California is already notorious for its strict regulations on firearms, but now one public servant in the golden state wants to take that prohibition-happy mindset in a new direction by banning body armor.
The bill, H.R. 5344, the Responsible Body Armor Possession Act of 2014, comes from Rep. Michae Honda, a San Jose Democrat, and it would "prohibit the purchase, ownership, or possession of enhanced body armor by civilians, with exceptions." That is to say, Honda wants to treat innocent civilians like convicted felons.
Honda announced the legislation last week at a press conference with various law enforcement officials in his district who have endorsed the propsal.
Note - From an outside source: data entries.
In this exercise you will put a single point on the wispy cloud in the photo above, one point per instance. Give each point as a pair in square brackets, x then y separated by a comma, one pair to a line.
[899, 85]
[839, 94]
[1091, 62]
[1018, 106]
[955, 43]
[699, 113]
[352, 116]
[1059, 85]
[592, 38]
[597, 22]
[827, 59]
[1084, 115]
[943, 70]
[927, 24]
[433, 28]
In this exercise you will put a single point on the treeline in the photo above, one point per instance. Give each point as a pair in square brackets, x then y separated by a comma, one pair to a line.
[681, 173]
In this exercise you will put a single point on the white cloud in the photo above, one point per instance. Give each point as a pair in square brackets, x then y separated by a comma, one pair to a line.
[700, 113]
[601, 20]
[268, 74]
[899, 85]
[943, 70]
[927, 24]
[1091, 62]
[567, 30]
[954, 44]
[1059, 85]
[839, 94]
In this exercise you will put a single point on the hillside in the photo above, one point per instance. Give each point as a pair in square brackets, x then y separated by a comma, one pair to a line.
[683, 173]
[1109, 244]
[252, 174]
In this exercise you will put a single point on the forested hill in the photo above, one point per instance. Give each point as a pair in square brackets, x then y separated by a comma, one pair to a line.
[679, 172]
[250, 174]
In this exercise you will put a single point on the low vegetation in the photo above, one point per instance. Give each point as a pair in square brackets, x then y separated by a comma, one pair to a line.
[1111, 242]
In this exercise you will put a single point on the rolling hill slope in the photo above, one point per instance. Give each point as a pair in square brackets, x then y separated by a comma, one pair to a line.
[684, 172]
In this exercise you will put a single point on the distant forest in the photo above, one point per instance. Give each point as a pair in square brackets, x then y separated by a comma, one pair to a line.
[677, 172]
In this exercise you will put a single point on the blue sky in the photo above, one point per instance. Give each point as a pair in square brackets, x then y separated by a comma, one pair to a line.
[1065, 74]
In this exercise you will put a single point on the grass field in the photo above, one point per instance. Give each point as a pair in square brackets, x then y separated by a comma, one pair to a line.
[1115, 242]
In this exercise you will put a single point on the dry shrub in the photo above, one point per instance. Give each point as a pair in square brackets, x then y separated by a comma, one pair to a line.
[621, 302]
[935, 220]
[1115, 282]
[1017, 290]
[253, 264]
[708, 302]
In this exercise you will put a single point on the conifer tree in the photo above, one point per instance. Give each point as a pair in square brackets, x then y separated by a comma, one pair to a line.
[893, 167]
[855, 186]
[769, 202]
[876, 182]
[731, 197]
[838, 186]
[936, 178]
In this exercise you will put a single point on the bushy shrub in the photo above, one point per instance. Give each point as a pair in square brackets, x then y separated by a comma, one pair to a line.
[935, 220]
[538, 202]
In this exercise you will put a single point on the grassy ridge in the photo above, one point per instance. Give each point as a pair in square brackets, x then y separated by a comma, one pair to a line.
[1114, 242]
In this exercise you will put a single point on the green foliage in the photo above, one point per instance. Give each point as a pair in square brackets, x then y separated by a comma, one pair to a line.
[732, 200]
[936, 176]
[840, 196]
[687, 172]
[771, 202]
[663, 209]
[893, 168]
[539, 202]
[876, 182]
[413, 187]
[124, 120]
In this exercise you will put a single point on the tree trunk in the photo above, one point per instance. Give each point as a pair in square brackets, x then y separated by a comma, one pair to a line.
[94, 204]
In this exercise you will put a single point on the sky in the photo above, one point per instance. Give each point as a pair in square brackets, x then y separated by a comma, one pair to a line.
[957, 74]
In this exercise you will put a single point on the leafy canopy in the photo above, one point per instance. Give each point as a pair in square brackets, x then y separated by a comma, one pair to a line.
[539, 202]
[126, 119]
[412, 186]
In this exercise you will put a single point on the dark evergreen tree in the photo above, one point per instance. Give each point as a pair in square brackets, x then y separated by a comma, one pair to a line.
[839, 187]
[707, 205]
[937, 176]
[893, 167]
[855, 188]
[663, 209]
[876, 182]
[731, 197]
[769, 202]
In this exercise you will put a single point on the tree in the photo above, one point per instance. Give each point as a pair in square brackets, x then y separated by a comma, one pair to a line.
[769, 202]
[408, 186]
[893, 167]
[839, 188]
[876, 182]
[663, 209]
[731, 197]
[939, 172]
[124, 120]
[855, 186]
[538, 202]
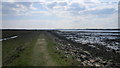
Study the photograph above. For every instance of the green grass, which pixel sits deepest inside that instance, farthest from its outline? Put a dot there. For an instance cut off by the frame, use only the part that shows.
(27, 40)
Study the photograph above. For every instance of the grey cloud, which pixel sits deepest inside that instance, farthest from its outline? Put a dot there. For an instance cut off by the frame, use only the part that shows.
(76, 7)
(102, 11)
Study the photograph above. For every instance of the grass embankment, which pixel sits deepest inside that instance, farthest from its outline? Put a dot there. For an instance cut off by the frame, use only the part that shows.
(14, 57)
(58, 55)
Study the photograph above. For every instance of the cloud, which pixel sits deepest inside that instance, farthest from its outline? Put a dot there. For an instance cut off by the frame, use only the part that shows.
(76, 7)
(60, 14)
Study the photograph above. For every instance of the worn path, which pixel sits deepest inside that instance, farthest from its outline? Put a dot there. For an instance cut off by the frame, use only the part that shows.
(40, 55)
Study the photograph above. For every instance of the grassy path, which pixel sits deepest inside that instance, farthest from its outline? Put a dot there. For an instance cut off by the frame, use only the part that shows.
(40, 55)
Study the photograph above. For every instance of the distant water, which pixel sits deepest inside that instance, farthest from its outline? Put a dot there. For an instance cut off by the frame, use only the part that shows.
(93, 30)
(108, 38)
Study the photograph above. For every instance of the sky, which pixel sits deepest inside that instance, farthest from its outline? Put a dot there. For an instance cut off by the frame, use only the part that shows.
(59, 14)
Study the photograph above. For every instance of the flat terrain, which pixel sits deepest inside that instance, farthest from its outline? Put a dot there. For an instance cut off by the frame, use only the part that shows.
(56, 48)
(40, 52)
(31, 48)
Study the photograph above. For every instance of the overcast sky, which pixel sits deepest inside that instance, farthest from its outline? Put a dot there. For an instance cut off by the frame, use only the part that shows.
(60, 14)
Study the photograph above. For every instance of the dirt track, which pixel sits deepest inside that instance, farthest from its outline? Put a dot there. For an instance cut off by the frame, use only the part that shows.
(40, 55)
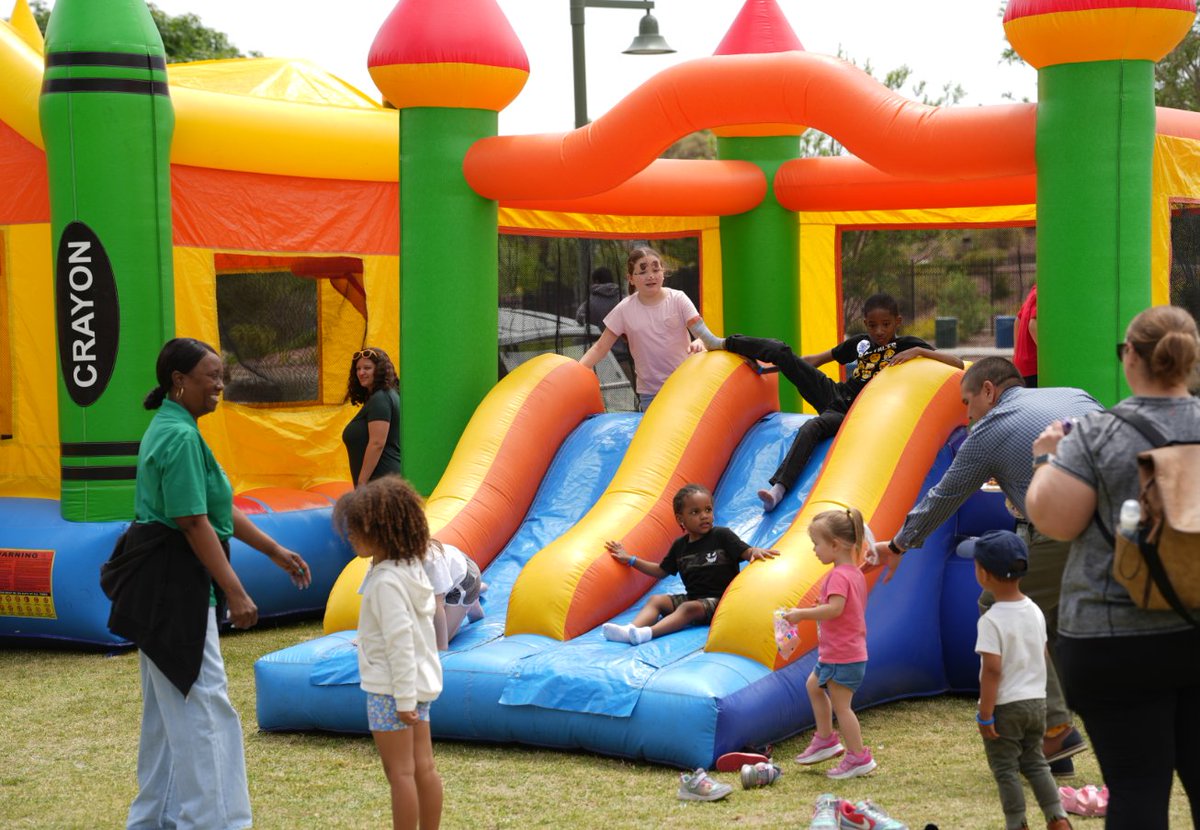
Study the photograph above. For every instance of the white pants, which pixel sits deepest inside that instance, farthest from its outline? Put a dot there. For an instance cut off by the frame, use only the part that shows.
(191, 764)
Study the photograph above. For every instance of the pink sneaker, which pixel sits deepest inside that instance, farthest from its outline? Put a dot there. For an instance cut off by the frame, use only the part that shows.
(853, 765)
(820, 749)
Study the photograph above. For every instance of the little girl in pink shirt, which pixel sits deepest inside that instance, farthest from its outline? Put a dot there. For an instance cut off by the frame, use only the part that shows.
(657, 320)
(838, 539)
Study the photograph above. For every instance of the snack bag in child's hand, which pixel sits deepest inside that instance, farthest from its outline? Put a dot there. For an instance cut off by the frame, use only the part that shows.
(786, 635)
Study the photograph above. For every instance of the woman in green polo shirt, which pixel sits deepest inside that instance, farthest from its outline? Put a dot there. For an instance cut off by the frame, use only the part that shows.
(191, 765)
(372, 437)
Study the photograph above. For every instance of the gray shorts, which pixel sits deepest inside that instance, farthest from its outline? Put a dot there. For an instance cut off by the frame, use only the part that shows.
(709, 603)
(466, 593)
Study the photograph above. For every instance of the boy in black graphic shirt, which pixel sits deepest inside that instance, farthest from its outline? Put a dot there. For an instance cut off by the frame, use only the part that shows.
(871, 353)
(706, 558)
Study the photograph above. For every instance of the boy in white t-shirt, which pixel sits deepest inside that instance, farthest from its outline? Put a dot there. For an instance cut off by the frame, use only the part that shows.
(456, 588)
(1011, 643)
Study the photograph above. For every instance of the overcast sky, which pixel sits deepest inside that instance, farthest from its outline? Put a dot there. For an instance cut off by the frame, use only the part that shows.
(942, 41)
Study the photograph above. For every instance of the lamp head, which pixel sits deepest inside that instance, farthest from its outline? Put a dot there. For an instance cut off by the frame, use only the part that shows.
(648, 41)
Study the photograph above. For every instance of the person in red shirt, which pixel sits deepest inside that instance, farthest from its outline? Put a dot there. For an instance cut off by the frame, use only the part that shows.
(1025, 346)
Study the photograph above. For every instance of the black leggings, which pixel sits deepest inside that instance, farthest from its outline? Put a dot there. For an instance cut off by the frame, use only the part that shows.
(1139, 698)
(826, 396)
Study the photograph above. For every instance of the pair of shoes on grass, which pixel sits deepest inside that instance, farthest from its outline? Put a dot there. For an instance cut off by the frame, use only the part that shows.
(852, 765)
(834, 813)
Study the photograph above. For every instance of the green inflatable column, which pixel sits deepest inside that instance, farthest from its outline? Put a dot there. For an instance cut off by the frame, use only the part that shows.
(448, 287)
(107, 124)
(1095, 154)
(761, 256)
(449, 83)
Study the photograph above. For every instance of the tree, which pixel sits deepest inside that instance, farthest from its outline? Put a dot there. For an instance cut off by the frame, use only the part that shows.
(1177, 76)
(184, 37)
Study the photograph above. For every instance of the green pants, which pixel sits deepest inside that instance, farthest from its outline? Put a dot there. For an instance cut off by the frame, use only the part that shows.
(1043, 584)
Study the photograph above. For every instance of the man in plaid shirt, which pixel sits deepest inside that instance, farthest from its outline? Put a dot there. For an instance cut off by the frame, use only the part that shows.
(1005, 419)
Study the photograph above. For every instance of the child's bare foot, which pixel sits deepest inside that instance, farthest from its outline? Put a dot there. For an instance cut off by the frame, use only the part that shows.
(772, 497)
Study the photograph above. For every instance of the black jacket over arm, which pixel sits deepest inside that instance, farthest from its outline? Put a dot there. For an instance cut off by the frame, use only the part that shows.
(160, 593)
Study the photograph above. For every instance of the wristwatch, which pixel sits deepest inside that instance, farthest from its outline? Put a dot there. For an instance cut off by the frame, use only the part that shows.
(1044, 458)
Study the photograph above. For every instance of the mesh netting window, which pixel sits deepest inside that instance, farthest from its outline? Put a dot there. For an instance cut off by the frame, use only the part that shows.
(268, 320)
(1186, 257)
(546, 294)
(969, 275)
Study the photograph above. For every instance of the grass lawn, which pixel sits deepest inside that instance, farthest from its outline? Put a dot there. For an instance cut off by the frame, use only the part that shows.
(70, 733)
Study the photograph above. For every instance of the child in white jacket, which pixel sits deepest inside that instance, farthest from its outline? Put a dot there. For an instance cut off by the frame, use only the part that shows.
(399, 661)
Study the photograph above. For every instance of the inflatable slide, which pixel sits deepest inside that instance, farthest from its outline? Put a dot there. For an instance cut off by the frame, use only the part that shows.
(537, 671)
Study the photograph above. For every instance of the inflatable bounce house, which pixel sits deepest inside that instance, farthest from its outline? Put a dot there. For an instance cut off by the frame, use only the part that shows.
(393, 218)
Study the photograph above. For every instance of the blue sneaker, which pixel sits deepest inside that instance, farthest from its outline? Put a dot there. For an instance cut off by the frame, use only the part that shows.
(825, 812)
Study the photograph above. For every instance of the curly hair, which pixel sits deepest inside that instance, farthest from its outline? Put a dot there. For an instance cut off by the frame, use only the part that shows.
(384, 378)
(845, 525)
(389, 515)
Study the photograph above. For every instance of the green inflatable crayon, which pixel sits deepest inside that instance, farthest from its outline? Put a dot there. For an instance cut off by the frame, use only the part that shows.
(107, 124)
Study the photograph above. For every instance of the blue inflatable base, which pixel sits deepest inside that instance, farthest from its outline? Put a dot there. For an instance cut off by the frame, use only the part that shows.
(667, 701)
(57, 565)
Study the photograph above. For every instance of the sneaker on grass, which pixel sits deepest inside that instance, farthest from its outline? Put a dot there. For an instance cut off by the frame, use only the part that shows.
(820, 749)
(825, 812)
(880, 818)
(853, 765)
(699, 787)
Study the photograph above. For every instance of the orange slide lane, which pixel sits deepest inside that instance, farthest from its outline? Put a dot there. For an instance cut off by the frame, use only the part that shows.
(688, 435)
(888, 131)
(877, 463)
(496, 468)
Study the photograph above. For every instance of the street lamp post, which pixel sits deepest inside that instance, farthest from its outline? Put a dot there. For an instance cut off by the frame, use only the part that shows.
(648, 42)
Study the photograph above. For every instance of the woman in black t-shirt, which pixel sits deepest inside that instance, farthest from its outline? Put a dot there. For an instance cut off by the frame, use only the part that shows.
(372, 437)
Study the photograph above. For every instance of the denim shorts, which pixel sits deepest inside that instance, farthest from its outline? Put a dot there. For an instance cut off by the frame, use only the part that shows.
(844, 674)
(708, 603)
(382, 714)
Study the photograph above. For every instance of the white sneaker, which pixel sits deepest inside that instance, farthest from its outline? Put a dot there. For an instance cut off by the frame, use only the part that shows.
(639, 635)
(699, 787)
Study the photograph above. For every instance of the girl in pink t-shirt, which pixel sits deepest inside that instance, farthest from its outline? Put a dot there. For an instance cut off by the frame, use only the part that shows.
(840, 540)
(655, 320)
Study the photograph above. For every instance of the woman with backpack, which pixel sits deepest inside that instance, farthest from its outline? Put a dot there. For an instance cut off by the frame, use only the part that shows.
(1131, 672)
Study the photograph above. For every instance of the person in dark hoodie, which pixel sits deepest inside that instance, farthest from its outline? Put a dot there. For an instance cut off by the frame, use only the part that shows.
(191, 763)
(603, 299)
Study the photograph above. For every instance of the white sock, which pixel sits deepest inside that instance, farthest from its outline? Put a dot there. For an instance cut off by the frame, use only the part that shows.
(771, 498)
(639, 635)
(616, 632)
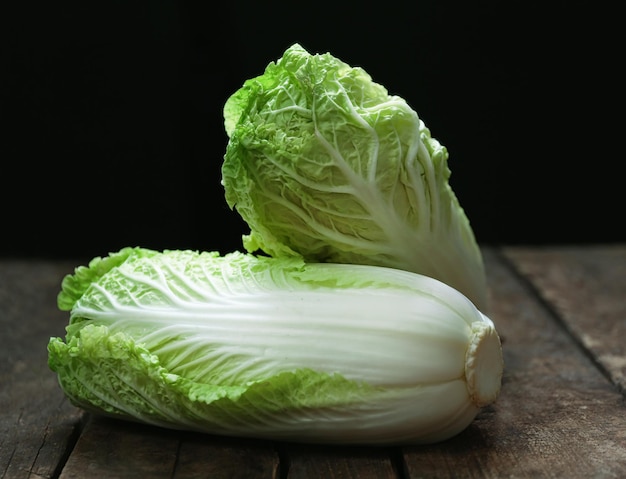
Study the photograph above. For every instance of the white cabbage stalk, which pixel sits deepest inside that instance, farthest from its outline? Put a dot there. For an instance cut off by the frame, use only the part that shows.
(245, 345)
(322, 162)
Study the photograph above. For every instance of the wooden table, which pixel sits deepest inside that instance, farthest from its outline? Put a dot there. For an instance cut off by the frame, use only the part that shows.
(561, 314)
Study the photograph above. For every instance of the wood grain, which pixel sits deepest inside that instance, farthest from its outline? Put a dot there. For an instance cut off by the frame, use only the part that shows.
(586, 287)
(38, 427)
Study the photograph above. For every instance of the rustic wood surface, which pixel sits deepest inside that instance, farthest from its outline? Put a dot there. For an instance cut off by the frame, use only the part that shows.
(561, 314)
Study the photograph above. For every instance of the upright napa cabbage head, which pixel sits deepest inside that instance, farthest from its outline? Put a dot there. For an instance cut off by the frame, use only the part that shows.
(323, 163)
From NBC:
"This bill will keep military body armor out of the wrong hands," Honda said. "It would ensure that only law enforcement, firefighters and other first responders would be able to access enhanced body armor."
"We're not talking about just a standard bullet-proof vest," he said. "We're talking about body armor that is designed for warfare, designed to protect against law enforcement ammunitions." …
"There's nothing more dangerous than an unstoppable, well-armored shooter," he said. "The law enforcement community sees an increase in use of body armor in violent, gun-related crimes."
The congressman cited a shooting on July 22 in Riverside County, where a man wearing body armor and armed with an assault rifle shot and killed two sheriff's deputies and wounded another.
"We should be asking ourselves, why is this armor available to just anyone, if it was designed to be used only by our soldiers to take to war?" Honda said.
Of course, Honda is overlooking a lot of other scenarios, and outright ignoring the possibility that law-abiding citizens would have any reason to wear protective garments, whether they're in danger from armed criminals or a no-knock police raid gone awry. The San Jose Police Department's ethics are questionable already: One of its former chiefs has been sounding the alarm for years about the dangers of police militarization, meawhile the department has been pushing for greater surveillance capabilities and was just caught lying about owning a camera-equipped drone. Even if the force were squeaky clean, its snipers, air support, and camo-covered SWAT team, cannot and should not be expected to be there to protect every endangered individual.